77. Kemudian tatkala Dia melihat bulan terbit Dia berkata: "Inilah Tuhanku". tetapi setelah bulan itu terbenam, Dia berkata: "Sesungguhnya jika Tuhanku tidak memberi petunjuk kepadaKu, pastilah aku Termasuk orang yang sesat."
78. Kemudian tatkala ia melihat matahari terbit, Dia berkata: "Inilah Tuhanku, ini yang lebih besar". Maka tatkala matahari itu terbenam, Dia berkata: "Hai kaumku, Sesungguhnya aku berlepas diri dari apa yang kamu persekutukan.
79. Sesungguhnya aku menghadapkan diriku kepada Rabb yang menciptakan langit dan bumi, dengan cenderung kepada agama yang benar, dan aku bukanlah Termasuk orang-orang yang mempersekutukan tuhan.
Dialog ini berlangsung setelah ia menjelaskan kesalahan bapaknya dalam menyembah berhala. Menurut Ibn Katsir, dialog ini diarahkan oleh Ibrahim kepada kaumnya yang masih menyembah benda-benda langit. Dialog pada ayat-ayat di atas mengisahkan perjalanan Ibrahim dalam mencari Tuhan yang sejati, yang berhak untuk disembah. Pencarian Ibrahim ini dilandasi pemikiran yang mendalam dan penalaran yang argumentative.
Selanjutnya dalam rangkaian ayat-ayat di atas digunakan kata al-afilin dalam format jam’ al-mudzakkar (plural maskulin). Biasanya, bentuk kata ini digunakan untuk makhluk berakal. Hal ini menunjukan bahwa Ibrahim dalam dakwahnya berdasarkan jalan pikiran kaumnya bahwa bintang-bintang itu berakal dan mengatur alam semesta. Kata al-afilin mengandung arti menghilang dan menjauh dari pandangan manusia. Tatkala bintang itu menghilang, ia tidak dapat mengawasi manusia. Penggunaan argumentasi falamma afala (tatkala bulan itu menghilang) lebih kuat daripada menggunakan kata-kata sebaliknya “tatkala bulan terbit” dengan argumentasi tersebut, kaumnya bisa menyaksikan langsung dari mulai bulan itu tampak lalu pelan-pelan menghilang.

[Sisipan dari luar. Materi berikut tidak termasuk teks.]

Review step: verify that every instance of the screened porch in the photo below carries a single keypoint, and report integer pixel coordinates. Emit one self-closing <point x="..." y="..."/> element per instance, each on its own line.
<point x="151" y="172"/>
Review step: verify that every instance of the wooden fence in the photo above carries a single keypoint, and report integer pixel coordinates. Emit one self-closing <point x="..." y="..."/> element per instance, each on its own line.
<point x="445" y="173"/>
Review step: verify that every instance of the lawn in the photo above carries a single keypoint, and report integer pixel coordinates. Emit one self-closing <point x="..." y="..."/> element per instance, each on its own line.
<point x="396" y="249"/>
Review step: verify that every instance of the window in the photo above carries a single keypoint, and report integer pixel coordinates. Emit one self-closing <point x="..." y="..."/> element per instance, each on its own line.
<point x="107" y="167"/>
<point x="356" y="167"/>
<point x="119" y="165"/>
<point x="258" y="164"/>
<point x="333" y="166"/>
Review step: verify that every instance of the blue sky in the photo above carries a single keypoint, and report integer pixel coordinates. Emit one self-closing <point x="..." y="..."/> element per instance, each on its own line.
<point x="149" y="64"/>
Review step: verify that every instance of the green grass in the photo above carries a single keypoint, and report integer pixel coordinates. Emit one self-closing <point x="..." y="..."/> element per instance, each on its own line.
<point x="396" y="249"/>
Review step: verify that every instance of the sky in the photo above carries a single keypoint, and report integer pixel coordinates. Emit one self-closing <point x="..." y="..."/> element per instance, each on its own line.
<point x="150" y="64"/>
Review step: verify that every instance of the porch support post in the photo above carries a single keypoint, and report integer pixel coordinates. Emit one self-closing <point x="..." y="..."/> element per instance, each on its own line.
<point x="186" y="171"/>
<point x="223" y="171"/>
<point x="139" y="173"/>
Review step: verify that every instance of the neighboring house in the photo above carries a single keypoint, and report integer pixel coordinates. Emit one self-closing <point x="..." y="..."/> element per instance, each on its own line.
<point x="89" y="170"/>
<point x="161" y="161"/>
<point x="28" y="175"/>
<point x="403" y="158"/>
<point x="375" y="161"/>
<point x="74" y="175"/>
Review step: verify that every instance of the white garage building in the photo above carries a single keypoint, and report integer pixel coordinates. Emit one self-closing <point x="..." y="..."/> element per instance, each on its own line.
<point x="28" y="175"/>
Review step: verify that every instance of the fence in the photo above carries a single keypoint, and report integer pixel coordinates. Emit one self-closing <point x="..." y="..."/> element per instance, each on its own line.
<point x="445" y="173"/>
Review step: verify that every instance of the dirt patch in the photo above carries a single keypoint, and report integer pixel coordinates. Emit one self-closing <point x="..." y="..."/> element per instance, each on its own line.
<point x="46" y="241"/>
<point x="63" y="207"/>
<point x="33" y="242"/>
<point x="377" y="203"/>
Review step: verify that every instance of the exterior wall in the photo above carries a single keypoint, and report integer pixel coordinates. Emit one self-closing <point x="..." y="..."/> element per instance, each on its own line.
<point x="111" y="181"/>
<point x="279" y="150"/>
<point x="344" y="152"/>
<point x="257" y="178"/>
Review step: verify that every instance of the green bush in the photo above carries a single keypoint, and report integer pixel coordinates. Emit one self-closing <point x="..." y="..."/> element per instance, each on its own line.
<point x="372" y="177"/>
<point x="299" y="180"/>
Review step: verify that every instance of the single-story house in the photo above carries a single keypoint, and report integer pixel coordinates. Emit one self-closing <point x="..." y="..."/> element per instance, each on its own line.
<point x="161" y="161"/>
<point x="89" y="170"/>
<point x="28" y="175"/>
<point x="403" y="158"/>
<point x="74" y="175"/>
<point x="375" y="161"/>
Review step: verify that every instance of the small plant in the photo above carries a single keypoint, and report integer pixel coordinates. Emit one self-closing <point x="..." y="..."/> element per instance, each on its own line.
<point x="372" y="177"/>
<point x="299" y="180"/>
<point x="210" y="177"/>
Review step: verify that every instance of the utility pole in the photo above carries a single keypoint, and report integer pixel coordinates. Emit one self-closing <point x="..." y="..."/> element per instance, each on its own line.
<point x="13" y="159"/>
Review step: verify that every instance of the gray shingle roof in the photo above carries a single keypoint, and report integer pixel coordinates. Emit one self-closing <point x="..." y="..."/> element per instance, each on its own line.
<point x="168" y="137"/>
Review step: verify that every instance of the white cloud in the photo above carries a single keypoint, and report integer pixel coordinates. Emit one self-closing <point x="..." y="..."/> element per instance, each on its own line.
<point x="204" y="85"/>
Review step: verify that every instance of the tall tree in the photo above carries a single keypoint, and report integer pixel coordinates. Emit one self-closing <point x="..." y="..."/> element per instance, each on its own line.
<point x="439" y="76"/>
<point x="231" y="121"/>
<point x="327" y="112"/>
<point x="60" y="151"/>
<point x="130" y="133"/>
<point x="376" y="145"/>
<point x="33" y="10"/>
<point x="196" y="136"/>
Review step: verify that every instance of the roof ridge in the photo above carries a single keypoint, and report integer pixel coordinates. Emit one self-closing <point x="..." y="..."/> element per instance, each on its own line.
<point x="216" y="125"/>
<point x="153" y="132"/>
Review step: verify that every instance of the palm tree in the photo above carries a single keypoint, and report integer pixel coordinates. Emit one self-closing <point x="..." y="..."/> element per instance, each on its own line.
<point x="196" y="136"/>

Dalam dialog ini, diperlihatkannya kesalahan menyembah sesuatu yang mengalami perubahan dan pergantian karena yang patut disembah itu tidak boleh mengalami perubahan dan pergantian. Selain itu, gaya dialog yang digunakan juga berjenjang. Dialog dimulai dari argumentasi yang paling rendah sampai dengan argumentasi tinggi, dari penampakannya yang paling kecil sampai yang paling besar.[2]
Pencarian Ibrahim dari mulai meyakini hal-hal yang nampak di alam yang dianggapnya sebagai Tuhan karena argument rasional dan ilmiahnya, hingga bergeserlah keyakinan itu kepada Sesuatu yang tidak nampak, yaitu yang menciptakan segala sesuatu yang nampak. Tingkatan yang telah dilalui oleh Ibrahim dari pengetahuan yang rasional sampai ke suprarasional merupakan hasil pemikiran yang membuat Ibrahim lebih meyakini dan tidak ada keraguan sedikitpun kepada keberadaan Tuhan.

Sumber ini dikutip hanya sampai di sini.